Grist Magazine on the resurgence of green spaces in Chicago
Little Village, streets tightly clenched with two-flats and bodegas, is one of Chicago’s most densely populated neighborhoods. Residents call it the “Mexico of the Midwest,” as it serves as an entry port for Mexican immigrants. While there are large parks on the fringes of Little Village, there are few within the community. It is one of the city’s many “park deserts.” Streets, alleys, and parking lots have long served as makeshift playgrounds, the only green being weeds springing from cracks, or the rare lawn.
For three decades, residents begged for a verdant space where their children might play or where they could sit for a brief reprieve. Finally, weary of waiting for the Chicago Park District to cobble together such a site, they chose to do it themselves.
At month’s end, ground will be broken for Jardincito (Little Garden), a nature park for children on what was once a derelict lot. Owned and protected by the nonprofit land trust NeighborSpace, the 75-by-125-foot park will echo the design and philosophy of early 20th century landscape designer Jens Jensen, who tried to recreate the disappearing Illinois prairie inside the city, by planting native flowers, trees, and shrubs, creating ponds and rivers as well as council rings and natural performance spaces.
“This is for the 8-year-and-under-crowd and is the way of the future,” says Ben Helphand, executive director of NeighborSpace. We will, he’s certain, see more parks akin to Jardincito, designed to reunite children with nature, with hills to roll down and leafy tunnels to explore — “where they can learn to walk on a path and not asphalt.”
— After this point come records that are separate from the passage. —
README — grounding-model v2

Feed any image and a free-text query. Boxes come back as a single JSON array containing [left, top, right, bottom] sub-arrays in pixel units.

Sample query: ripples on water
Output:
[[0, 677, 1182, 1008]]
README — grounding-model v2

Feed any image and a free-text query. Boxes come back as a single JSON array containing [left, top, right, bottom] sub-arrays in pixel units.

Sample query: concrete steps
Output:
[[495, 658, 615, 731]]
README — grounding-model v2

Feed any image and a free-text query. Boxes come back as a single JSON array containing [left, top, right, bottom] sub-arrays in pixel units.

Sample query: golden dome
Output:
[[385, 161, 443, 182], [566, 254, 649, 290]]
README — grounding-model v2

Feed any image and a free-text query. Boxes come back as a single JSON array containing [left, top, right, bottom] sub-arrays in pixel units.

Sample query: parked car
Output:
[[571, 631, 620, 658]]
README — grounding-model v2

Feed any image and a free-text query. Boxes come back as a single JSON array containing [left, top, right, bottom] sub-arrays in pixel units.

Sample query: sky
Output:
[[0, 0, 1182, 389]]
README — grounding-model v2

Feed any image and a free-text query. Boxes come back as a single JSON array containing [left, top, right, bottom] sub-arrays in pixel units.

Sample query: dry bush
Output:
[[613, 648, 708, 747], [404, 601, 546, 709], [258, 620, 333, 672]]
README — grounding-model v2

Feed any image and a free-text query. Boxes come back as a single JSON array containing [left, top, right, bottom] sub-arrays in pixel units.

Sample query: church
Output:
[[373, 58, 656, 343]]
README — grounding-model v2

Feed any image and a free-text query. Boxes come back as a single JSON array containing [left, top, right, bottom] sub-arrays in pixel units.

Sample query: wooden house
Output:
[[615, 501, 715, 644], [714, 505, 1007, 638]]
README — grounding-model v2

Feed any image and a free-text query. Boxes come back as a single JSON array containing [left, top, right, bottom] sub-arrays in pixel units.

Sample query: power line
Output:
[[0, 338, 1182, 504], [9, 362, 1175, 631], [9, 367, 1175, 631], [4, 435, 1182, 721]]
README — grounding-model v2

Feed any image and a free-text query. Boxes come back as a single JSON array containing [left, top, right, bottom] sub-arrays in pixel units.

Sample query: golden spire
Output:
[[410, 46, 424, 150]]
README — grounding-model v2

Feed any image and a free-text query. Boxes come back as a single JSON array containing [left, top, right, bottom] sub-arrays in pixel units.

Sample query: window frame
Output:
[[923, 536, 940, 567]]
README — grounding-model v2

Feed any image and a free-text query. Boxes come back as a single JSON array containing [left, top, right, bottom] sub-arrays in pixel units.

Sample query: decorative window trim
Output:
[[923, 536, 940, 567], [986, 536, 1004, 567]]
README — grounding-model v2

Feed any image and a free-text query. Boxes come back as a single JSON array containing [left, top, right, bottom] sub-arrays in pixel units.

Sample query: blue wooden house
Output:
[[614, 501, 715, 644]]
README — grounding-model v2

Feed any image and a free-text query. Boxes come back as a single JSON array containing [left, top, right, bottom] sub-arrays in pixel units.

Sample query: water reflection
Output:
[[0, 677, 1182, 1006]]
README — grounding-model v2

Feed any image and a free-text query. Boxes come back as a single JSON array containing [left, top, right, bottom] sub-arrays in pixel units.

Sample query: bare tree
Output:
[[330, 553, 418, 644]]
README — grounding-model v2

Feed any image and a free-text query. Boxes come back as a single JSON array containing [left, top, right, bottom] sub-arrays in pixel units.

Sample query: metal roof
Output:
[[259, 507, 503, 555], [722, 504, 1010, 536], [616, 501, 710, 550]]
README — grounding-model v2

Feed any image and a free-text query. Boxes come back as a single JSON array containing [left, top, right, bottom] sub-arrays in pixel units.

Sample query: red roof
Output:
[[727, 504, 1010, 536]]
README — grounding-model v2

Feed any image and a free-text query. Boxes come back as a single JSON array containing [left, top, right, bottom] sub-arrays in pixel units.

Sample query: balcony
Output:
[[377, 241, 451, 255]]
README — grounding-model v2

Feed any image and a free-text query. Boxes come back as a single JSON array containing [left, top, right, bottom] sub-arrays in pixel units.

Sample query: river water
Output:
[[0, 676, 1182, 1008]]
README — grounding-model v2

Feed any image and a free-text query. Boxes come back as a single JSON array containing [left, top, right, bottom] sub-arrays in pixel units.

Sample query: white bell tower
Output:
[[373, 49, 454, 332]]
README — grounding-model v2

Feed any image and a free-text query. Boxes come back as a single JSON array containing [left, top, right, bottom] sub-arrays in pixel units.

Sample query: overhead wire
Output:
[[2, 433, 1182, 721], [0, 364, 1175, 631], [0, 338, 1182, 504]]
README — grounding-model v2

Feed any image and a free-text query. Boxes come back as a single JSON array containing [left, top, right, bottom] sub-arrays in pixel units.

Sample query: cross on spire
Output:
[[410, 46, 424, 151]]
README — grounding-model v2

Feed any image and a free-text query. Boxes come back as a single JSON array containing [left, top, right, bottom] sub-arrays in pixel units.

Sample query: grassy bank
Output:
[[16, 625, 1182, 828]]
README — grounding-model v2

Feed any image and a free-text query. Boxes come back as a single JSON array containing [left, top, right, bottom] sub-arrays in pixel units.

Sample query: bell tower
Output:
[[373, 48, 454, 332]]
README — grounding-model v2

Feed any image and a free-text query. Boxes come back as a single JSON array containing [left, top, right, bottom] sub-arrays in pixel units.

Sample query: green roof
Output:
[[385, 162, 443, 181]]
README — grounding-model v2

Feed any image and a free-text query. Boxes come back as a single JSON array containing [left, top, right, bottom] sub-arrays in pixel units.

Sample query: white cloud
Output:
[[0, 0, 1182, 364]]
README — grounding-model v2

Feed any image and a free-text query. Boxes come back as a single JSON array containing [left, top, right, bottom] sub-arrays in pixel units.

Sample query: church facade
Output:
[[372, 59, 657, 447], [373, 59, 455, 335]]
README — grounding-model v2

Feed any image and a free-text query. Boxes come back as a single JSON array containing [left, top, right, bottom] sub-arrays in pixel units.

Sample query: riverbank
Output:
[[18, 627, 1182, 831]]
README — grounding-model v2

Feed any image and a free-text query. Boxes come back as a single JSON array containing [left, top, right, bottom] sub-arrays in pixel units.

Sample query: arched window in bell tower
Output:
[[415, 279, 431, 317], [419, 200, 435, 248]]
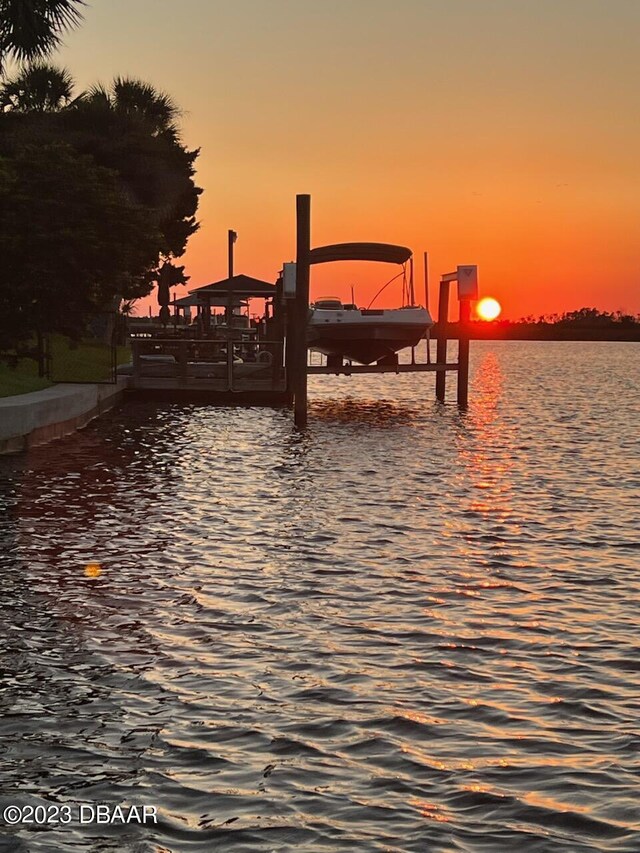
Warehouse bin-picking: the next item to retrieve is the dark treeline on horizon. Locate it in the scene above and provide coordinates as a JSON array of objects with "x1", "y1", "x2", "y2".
[{"x1": 432, "y1": 308, "x2": 640, "y2": 341}]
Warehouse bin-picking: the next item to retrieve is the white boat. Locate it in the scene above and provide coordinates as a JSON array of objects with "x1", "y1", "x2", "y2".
[{"x1": 307, "y1": 296, "x2": 433, "y2": 367}]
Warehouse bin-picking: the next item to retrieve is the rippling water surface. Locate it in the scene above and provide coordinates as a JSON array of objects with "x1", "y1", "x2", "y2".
[{"x1": 0, "y1": 343, "x2": 640, "y2": 853}]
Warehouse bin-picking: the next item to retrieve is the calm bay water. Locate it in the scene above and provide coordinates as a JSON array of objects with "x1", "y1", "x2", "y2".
[{"x1": 0, "y1": 342, "x2": 640, "y2": 853}]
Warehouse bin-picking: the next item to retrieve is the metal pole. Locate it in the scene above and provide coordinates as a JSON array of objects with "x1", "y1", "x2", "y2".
[
  {"x1": 436, "y1": 281, "x2": 449, "y2": 403},
  {"x1": 228, "y1": 229, "x2": 238, "y2": 278},
  {"x1": 424, "y1": 252, "x2": 431, "y2": 364},
  {"x1": 293, "y1": 195, "x2": 311, "y2": 428}
]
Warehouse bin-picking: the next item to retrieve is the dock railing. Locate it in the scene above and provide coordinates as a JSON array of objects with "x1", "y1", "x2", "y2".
[{"x1": 131, "y1": 337, "x2": 286, "y2": 391}]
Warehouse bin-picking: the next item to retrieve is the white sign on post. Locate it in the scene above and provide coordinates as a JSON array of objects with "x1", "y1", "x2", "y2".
[
  {"x1": 458, "y1": 264, "x2": 478, "y2": 299},
  {"x1": 282, "y1": 261, "x2": 296, "y2": 297}
]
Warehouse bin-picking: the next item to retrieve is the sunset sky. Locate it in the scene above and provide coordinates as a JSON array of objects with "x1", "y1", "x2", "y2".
[{"x1": 55, "y1": 0, "x2": 640, "y2": 319}]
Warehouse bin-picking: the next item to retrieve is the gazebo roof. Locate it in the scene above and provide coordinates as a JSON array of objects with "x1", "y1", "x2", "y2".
[
  {"x1": 169, "y1": 291, "x2": 247, "y2": 308},
  {"x1": 190, "y1": 275, "x2": 276, "y2": 299}
]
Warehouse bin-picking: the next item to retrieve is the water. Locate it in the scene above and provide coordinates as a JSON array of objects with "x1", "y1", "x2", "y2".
[{"x1": 0, "y1": 342, "x2": 640, "y2": 853}]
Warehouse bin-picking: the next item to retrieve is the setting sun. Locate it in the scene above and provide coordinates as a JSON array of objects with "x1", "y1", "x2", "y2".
[{"x1": 476, "y1": 296, "x2": 502, "y2": 320}]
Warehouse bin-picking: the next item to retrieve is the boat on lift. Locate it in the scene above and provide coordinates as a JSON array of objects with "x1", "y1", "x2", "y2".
[{"x1": 307, "y1": 296, "x2": 433, "y2": 367}]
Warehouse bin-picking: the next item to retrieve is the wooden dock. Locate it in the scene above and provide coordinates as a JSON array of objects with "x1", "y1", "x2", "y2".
[{"x1": 131, "y1": 195, "x2": 477, "y2": 428}]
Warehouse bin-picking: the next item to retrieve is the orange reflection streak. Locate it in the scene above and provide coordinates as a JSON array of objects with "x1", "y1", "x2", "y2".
[{"x1": 409, "y1": 797, "x2": 451, "y2": 823}]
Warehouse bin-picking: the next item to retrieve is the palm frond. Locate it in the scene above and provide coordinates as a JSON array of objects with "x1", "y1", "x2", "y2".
[{"x1": 0, "y1": 0, "x2": 86, "y2": 68}]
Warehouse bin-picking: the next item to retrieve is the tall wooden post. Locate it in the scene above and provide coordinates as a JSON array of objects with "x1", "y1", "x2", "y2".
[
  {"x1": 436, "y1": 281, "x2": 449, "y2": 403},
  {"x1": 227, "y1": 229, "x2": 238, "y2": 278},
  {"x1": 458, "y1": 298, "x2": 471, "y2": 408},
  {"x1": 293, "y1": 195, "x2": 311, "y2": 428}
]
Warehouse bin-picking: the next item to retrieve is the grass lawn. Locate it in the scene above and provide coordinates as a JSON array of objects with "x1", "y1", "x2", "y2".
[
  {"x1": 0, "y1": 358, "x2": 53, "y2": 397},
  {"x1": 0, "y1": 335, "x2": 131, "y2": 397}
]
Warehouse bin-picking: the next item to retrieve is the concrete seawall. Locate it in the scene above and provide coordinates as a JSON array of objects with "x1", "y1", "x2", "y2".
[{"x1": 0, "y1": 377, "x2": 129, "y2": 454}]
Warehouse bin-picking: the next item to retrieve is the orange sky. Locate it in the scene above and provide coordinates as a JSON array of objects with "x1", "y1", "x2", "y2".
[{"x1": 57, "y1": 0, "x2": 640, "y2": 319}]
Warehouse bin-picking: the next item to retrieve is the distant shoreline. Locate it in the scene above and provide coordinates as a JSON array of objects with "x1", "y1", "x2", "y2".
[{"x1": 431, "y1": 322, "x2": 640, "y2": 343}]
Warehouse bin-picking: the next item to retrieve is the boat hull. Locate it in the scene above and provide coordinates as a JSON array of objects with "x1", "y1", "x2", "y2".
[{"x1": 307, "y1": 322, "x2": 430, "y2": 364}]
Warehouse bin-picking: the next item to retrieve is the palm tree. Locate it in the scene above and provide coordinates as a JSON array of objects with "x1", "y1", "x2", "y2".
[
  {"x1": 0, "y1": 0, "x2": 86, "y2": 73},
  {"x1": 0, "y1": 61, "x2": 73, "y2": 113},
  {"x1": 79, "y1": 77, "x2": 180, "y2": 139}
]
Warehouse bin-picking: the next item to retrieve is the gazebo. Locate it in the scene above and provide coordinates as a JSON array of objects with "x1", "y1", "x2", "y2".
[{"x1": 171, "y1": 275, "x2": 276, "y2": 329}]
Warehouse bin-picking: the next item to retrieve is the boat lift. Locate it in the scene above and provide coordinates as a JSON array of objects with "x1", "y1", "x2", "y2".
[{"x1": 284, "y1": 195, "x2": 478, "y2": 428}]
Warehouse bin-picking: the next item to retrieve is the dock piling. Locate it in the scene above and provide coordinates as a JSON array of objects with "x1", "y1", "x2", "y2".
[
  {"x1": 436, "y1": 277, "x2": 450, "y2": 403},
  {"x1": 291, "y1": 195, "x2": 311, "y2": 429}
]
Jardincito is just one small piece of a massive regreening underway in Chicago that’s being driven by both community groups and government leaders. City officials want Chicago, already celebrated for its architecture, to be recognized as a city of world-class landscape architecture as well. Chicago is home to 570 parks, of which a quarter are historic landmarks, designed by the likes of Jensen, Frederick Law Olmsted, and William LeBaron Jenney.
“We are the richest city in the world in terms of park facilities, amenities, and resources,” says Julia Bachrach, historian for the Chicago Park District. “It’s an embarrassment of riches. Living near Jensen’s Columbus or Humbolt parks is like having a Mona Lisa in your back yard.”
But as the story in Little Village shows, not all neighborhoods have benefited from those riches. Now, though, the parks movement hopes to correct that, making up for the wrongs created by racism, rapid growth, and for negligence in the early 1980s. That’s when the U.S. Department of Justice sued the Chicago Park District for discrimination in its allocation of recreational and park services, neglecting parks in both Hispanic and black neighborhoods. Improving and creating parks, city officials say, will slash crime rates, offer youth recreational opportunities, and instill neighborhood pride.